Benchmarking a machine learning architecture for menstrual recovery prediction using physiologically informed synthetic wearable data

To assess whether longitudinal features (1-month change variables) significantly improved model performance within this framework, we applied the same preprocessing, training, and evaluation pipeline to a combined feature set of 22 variables (11 baseline + 11 change features). The full longitudinal performance is reported in Table 2 along with the baseline results.

Across all 12 models, longitudinal AUC values ranged from 0.873 to 0.936, dominated by the ensemble method (TabPFN: 0.936, AdaBoost: 0.936, XGBoost: 0.933, Gradient Boosting: 0.933). Performance differences between the main models were minimal (\(\delta\)AUC < 0.003), consistent with the convergence pattern observed in the baseline model.

See Figure 7.

The top three models (TabPFN, XGBoost, and Gradient Boosting) were further evaluated using calibration analysis, threshold optimization, functional stability, and error profiling (Table 5). All models are well calibrated and have overlapping AUC confidence intervals (TabPFN: 0.922 to 0.950, XGBoost: 0.918 to 0.948, Gradient Boosting: 0.917 to 0.947). TabPFN has the lowest Brier score (0.0975) and the highest functional stability (\(\rho\) = 0.889), but had the highest number of false positives (n = 85).
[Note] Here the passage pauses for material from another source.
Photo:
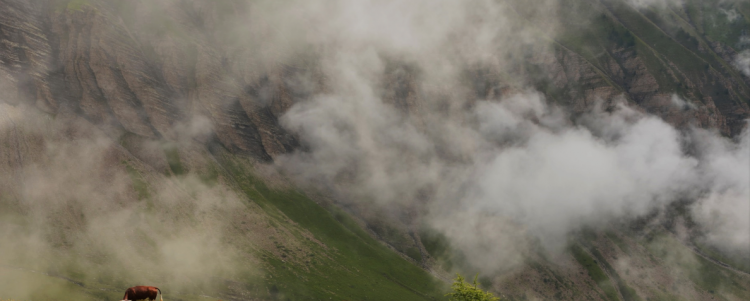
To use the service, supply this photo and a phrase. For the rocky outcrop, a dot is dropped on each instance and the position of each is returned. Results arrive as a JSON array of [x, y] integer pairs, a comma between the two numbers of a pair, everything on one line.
[[128, 75]]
XGBoost achieved the best balance between false positives (n = 69) and false negatives (n = 68) and was selected as the final model based on favorable tradeoffs between performance, calibration, computational efficiency, and overall model properties.

Table 5 Overall evaluation of the best performing longitudinal models.
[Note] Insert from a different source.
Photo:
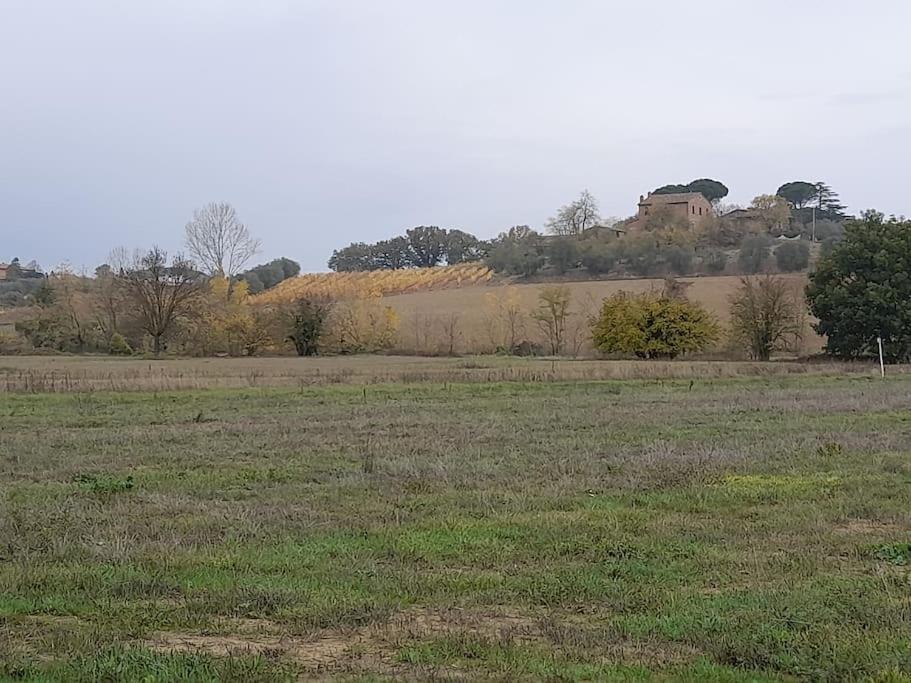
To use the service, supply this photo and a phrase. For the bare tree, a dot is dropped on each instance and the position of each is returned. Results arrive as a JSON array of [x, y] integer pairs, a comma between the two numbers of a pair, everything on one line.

SHAP analysis of the longitudinal XGBoost model confirmed that the importance ranking of core features was consistent with the baseline model, with perceived stress, RHR, sleep duration, and HRV remaining key predictors (Figure 8). Change-based features (e.g., HRV change, sleep efficiency change) provided additional interpretive value by capturing the direction of recovery trajectory, but did not supersede baseline features. This indicates that longitudinal features primarily refine interpretation and improve sensitivity to temporal variation, rather than fundamentally changing the relationship between learned features and outcomes.